年配の男性は警察官ではなく「相談員」という方だった。どうやら警察職員のようだが、警察官に話すつもりで来ていたので、いくら警察職員だろうと気持ち的にはちょっと複雑だった。 その後、個室で相談員にパワハラ被害の経緯を説明し、改めて警察官を呼んでもらい、さらに説明を重ねた。

◇警察相談で分かった現実:被害届提出の壁
ここで重要なのは、「パワハラ被害を受けたことで被害届を提出し、加害者を罰することができるか」という点だ。 警察官の方はとても親身に話を聞いてくれた。しかし、被害届の提出は現実的ではないと言われた。 理由は以下の通りである。

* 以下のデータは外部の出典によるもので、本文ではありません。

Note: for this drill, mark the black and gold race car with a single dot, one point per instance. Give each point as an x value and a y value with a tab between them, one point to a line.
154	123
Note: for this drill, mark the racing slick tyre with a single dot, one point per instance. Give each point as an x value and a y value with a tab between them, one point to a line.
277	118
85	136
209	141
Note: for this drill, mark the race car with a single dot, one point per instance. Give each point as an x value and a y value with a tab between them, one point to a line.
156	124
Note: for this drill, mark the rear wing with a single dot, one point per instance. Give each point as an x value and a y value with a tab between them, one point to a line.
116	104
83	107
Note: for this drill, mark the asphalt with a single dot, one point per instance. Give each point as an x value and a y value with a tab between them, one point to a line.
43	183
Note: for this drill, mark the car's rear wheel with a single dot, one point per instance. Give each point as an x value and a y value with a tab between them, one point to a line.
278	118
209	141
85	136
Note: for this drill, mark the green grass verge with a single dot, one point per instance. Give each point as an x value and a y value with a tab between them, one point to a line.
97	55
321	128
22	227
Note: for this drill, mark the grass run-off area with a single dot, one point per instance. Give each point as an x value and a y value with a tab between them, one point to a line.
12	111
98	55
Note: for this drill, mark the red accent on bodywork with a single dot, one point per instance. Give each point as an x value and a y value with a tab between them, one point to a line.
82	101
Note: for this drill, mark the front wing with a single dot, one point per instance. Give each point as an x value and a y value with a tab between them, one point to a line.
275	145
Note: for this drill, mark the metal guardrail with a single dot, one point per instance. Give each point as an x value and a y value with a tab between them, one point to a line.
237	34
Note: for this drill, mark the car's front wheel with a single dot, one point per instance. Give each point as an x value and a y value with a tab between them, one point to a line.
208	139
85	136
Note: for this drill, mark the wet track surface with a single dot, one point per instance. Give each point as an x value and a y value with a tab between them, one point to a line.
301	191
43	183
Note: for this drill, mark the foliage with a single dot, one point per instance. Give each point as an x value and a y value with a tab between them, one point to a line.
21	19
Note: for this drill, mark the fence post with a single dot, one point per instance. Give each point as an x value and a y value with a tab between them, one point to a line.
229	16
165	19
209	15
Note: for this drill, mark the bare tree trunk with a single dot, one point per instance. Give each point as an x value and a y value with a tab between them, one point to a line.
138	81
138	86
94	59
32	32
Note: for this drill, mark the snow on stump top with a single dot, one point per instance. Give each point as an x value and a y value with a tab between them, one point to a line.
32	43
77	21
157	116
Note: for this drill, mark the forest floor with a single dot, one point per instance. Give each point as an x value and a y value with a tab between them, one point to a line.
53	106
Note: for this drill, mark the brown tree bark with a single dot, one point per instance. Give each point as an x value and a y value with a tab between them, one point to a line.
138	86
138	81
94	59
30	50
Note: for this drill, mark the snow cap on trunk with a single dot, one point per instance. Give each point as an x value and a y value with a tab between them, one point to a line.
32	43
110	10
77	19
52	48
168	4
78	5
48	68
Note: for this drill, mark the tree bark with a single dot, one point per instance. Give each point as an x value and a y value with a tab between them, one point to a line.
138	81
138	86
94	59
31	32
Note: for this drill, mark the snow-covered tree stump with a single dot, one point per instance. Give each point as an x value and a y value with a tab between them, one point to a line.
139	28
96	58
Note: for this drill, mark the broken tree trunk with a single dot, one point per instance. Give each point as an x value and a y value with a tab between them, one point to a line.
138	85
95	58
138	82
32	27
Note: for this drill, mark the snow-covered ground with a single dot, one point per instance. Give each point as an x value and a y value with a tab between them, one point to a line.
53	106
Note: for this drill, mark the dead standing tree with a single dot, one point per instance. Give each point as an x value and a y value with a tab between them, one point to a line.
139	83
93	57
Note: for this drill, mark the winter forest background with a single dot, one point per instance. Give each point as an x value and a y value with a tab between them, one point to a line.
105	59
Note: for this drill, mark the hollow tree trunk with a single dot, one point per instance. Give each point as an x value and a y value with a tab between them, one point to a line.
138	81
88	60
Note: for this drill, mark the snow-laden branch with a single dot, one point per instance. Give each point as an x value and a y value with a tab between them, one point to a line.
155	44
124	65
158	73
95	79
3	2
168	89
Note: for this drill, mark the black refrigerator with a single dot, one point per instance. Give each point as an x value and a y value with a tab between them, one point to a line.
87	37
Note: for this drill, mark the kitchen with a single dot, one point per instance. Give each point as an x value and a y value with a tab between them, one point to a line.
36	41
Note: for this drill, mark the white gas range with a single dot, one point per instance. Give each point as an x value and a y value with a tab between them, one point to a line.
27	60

・暴力を振るわれた、またはそれにより怪我をした事実がないこと。
・恫喝や暴言があっても、脅迫のような具体性の高い内容でないと被害確認が難しいこと。
・客観的な証拠が不足していること(承認音声だけでは、文脈や状況の証明が難しい)。
警察官からは、「パワハラ被害について、社員や関係者に事実関係の確認をすることはできる」と言われた。ただし、当然私が警察に被害相談をしたということが全て公開される前提である。
つまり、「パワハラをした」と認めた音声があったとしても、実際にパワハラを行っている客観的な証拠(パワハラの具体的な内容や行為そのもの)がなかったり、暴力を受けた・怪我をした等の具体的な被害がない限り、警察に相談しても被害届を出すことは難しいということがわかったのだ。
もしこれを見ている人の中でパワハラ被害を受けている人がいたら、必ず証拠を取ってほしい。スマホの録音が一番簡単だと思う。
証拠を持っているだけで、「何かあったらこの証拠を出してやる」という気持ちにもなれるので、少し安心できる。
警察への相談で、私は現実の壁を知った。だが、それで終わりではない。ブラック企業での理不尽に耐え続ける必要は全くないのだ。理不尽に立ち向かうには、感情的になるのではなく、冷静な判断と、何より確かな「証拠」という最強の武器が必要だと痛感した。
諦めずに次なる一手、労働基準監督署への相談については、また別の機会に詳しく語ろう。